I have little use for fussy, fetishistic wine pairings in which you need a PowerPoint display and a degree in biochemistry to decide which bottle to open. No. I simply believe that the pleasure of food and wine, enjoyed in harmony, is exponentially greater than the uncombined parts. At home, I think of wine primarily as a grocery item, perhaps an overly expensive one with an outsized meaning, but ultimately part of the ensemble of a meal.
This, of course, is not everybody’s understanding of wine. In fact, a significant percentage of wine in the United States, perhaps more than anybody might have guessed, is not drunk during a meal, according to a new consumer survey by Wine Opinions, a wine industry market-research company.
First, the basics: The survey questioned around 800 members of the Wine Opinions consumer panel, including residents of all states except North Dakota and Montana. The panelists drink wine frequently, which the survey defines as at least several times a week.
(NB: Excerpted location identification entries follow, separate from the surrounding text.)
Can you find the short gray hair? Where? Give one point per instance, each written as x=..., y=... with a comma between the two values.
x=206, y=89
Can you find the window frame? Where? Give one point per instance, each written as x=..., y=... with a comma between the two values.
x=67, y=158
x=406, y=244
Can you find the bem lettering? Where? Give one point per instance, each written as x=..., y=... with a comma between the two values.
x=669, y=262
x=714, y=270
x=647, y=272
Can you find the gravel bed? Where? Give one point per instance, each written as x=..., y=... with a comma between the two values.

That describes only 38 percent of all American wine drinkers, said John Gillespie, the chief executive of Wine Opinions. But significantly, those frequent drinkers account for more than 85 percent of the wine consumed in the United States. The online survey, conducted in December, has a margin of sampling error of two to three percentage points.
This was the first time the Wine Opinions survey had looked at whether wine and food were consumed together. Of all the wine the respondents drink in a given week, the survey found, only 41 percent was consumed while sitting down to a meal. Nineteen percent was consumed with chips, nuts, crackers and other light snacks, and 14 percent while preparing food. A full 26 percent of wine was consumed without food at all.
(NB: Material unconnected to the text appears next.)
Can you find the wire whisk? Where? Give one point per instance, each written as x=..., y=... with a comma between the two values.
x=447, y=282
“My guess is most people in the industry would have guessed more than 50 percent with meals,” Mr. Gillespie said in a telephone interview. “Very few people would have guessed that fully one-quarter of the amount of wine people drink would have been without food.”
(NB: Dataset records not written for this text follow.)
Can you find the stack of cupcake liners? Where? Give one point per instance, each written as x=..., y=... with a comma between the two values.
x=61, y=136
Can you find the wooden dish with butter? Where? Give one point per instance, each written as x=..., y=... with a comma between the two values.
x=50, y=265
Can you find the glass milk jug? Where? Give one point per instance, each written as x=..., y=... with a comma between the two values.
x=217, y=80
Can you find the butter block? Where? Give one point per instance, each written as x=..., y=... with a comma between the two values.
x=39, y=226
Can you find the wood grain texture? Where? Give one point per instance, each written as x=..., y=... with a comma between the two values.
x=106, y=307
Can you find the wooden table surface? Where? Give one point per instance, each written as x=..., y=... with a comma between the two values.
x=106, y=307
I’ve become used to the notion that not everybody assumes wine is meant to go with food. But I find the idea of divorcing the two unsettling to say the least. Personally speaking, I love a glass of wine when I’m cooking, as an aperitif. The idea of not finishing a glass after pushing back from the table? Perish the thought! But I can conceive of very few social situations not involving food where I would want to drink wine. It’s not that I’m antisocial; I’m just pro food-and-wine.
Yet perhaps the popularity of wine in what Mr. Gillespie calls “cocktail situations” helps account for the evolution of wine styles. Some wines that are perfectly enjoyable with food might seem austere, tannic and uninviting on their own, while wines that might seem too soft, plush or unstructured with food might offer more pleasure without it.
Certainly, that was a lesson for Joe Campanale, the beverage director and an owner of L’Artusi and dell’anima, restaurants in the West Village. Last year, when he opened Anfora, a wine bar near the restaurants, he expected most people to drink wine while noshing on salumi or crostini. Instead, he has found that many people don’t order food at all.
“It’s affected the styles of wine I put on the list there,” he said. “I tend to like very structured wines with very high acidity and sometimes prominent tannins, but those don’t always go well if you’re knocking wine back without food. I still look for crisp acidity, but tend not to look for tannic wines.” For instance, he’s found that Spanish wines like well-aged Riojas from López de Heredia or Bierzos from Alvaro Palacios are more approachable without food than full-bodied but tannic reds like a traditional aglianico from Campania.
Far from being alarmed, Mr. Gillespie interprets the findings as great news for the American wine industry. Placing wine firmly on the table is a habit derived from European traditions. Now, he suggested, Americans are embracing wine as a part of their everyday lives and culture.
“We don’t have four-hour dinners the way they do in Spain,” he said. “But when people are sitting down on a weeknight, and they’re watching ‘American Idol,’ and they pour a glass of wine rather than crack open a beer, that’s a measure of acculturation. People’s comfort level with wine is beyond what we imagined in the industry.”
The survey also showed a significant generational difference in how people consume wine. Those 65 or older drank the largest proportion of wine with food — 50 percent — while those identified as millennials drank the highest proportion of wine without food, 31 percent.
To Joe Roberts, whose blog, 1 Wine Dude, is popular with younger wine drinkers, this seemed to make perfect sense.
“Food comes up very seldom, actually,” Mr. Roberts said when I asked whether his readers thought much about wine and food together. “We’re talking about a group that may not have families, that may not have traditional meal settings. Wine’s pretty social, and not every social interaction is over dinner.”
Mr. Gillespie suggested such behavior might indicate that millennials are in fact quite discerning about wine. He’s participated in focus groups with young wine drinkers, he said, where they describe the process of “pre-gaming,” having a glass or two of wine at home before heading out for a night on the town.
“They drink beer there because they know clubs or bars will have lousy wines,” he said.
Well, that’s reassuring. Maybe I need to get out more, and not only to restaurants.